MAINE, USA — Many working parents can't go back to the office if they can't find someone to watch their kids, and while there are "help wanted" signs all over the state, child care facilities are also looking for help.
"Family child cares used to be everywhere ... they are closing one by one," Annmarie Marshall, owner of MaineLy Childcare in South Portland said. She is licensed for 101 kids but only has 49 right now.
"That was intentional when we first reopened but now it's because of lack of staff we're not finding quality people who want to work in this field anymore," she said.
She said it all comes down to money.
"I'm competing with McDonald's and KFC offering $15 an hour and a sign-on bonus," she said. Incentives like these are ones that small businesses say they can't afford, even ones that working families will be relying on as parents head back to the workplace.
"My waitlist is about 14 pages long. We get calls every single day you know my childcare is closing in a few months I need childcare immediately," she said.

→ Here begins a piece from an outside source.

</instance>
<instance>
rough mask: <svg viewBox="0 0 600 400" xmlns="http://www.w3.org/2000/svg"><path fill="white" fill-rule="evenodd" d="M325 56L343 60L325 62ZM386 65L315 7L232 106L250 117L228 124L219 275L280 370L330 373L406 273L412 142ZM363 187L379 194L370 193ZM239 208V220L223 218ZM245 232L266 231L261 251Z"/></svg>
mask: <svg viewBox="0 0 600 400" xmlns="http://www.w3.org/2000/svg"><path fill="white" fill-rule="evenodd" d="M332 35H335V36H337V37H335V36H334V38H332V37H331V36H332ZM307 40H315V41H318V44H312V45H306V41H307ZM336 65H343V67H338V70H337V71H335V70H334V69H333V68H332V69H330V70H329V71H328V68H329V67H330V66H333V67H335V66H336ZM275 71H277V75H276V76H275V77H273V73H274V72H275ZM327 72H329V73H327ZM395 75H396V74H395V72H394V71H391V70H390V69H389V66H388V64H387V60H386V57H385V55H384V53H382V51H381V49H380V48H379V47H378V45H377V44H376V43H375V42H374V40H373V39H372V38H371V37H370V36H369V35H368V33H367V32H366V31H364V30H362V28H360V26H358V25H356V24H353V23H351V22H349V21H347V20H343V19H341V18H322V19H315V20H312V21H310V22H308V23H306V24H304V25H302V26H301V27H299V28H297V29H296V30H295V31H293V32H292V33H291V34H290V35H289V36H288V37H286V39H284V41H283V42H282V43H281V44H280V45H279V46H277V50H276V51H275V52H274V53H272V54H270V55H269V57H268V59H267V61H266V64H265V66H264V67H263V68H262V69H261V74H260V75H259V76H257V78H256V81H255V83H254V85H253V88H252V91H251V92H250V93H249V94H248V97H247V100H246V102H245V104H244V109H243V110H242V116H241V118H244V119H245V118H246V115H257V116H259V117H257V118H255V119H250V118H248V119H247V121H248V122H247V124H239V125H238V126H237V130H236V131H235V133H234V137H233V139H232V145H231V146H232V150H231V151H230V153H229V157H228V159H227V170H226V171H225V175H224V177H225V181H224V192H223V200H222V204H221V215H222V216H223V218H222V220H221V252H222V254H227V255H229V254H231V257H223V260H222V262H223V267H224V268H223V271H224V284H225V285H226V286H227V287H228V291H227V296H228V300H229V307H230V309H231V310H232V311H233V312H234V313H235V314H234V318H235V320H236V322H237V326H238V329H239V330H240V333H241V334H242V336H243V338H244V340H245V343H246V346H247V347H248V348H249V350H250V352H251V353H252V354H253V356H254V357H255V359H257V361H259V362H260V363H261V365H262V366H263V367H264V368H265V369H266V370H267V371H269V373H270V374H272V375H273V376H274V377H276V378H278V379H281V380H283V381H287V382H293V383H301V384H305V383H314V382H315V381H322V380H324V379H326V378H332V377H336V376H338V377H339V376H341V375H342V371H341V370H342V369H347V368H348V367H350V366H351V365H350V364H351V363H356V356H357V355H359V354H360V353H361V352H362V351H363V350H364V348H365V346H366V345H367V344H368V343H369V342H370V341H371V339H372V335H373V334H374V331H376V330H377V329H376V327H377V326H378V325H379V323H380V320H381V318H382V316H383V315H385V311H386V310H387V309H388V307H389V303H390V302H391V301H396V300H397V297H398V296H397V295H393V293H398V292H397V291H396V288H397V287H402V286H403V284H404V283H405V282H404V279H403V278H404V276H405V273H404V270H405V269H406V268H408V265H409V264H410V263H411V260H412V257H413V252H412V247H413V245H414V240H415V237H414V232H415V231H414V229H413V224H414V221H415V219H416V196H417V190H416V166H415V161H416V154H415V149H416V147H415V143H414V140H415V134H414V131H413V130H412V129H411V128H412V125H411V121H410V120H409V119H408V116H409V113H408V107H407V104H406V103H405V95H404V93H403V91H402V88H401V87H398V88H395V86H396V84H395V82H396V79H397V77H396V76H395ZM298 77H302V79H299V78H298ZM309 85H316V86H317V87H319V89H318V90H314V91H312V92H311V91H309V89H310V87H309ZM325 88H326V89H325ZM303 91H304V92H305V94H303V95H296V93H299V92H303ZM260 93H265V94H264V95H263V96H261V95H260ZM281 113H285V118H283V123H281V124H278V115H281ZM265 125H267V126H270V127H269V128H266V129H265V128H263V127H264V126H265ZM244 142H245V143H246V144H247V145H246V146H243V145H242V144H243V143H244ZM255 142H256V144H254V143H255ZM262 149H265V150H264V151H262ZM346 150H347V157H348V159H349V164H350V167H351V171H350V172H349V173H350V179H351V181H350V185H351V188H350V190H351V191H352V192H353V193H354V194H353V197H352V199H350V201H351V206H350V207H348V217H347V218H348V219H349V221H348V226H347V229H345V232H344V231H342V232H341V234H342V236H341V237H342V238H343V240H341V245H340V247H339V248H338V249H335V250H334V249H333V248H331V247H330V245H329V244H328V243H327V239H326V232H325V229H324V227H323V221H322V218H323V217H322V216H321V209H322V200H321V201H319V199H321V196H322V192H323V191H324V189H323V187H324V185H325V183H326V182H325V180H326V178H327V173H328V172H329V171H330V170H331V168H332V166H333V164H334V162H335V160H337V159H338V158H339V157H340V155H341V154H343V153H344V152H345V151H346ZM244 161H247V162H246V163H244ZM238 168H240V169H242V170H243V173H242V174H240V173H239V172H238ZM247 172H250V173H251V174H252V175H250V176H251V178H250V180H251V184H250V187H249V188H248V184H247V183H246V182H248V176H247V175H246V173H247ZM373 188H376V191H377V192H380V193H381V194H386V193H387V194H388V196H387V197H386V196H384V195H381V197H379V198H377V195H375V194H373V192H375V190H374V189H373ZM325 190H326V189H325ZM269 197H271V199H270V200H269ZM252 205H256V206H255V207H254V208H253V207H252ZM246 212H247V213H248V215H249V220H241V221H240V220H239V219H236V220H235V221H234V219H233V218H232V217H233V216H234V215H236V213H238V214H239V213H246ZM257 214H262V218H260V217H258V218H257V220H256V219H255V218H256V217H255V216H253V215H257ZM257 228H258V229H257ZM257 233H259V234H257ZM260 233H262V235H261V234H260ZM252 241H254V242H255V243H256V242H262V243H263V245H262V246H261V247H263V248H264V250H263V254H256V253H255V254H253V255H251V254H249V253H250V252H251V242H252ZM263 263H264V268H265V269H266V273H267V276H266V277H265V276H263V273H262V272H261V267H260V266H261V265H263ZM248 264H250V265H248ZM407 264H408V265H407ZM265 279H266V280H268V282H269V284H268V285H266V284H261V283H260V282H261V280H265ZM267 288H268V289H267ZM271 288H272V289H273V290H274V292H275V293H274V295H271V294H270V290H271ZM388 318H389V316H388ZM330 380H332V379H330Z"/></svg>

Marshall is now competing in the job market against the very businesses whose workers would need her child care services, including the hospitality industry, which was hit hard during the pandemic.
"In terms of workforce, the summer season is always a challenge for Bar Harbor," Alf Anderson of the Bar Harbor Chamber of Commerce said.
He said the pandemic is making it even harder to get people to work these jobs because so many people travel internationally to Maine for summer jobs.
"There's just been so much uncertainty with international travel this year, some of those foreign work visas haven't been released and some of the embassies just aren't up and running yet," he said.
Something else many businesses are experiencing—people only applying to jobs for their unemployment paperwork.
"It's frustrating from an employer's standpoint when I take time out of my day to schedule these interviews and, you know, find staff to cover the classrooms to you know get stood up or have people walking in and just not really trying," Marshall said.
She added that she's had people not show up to scheduled interviews, or show up in their pajamas. She said she could be one staff member away from having to close completely as the worker shortage continues across Maine.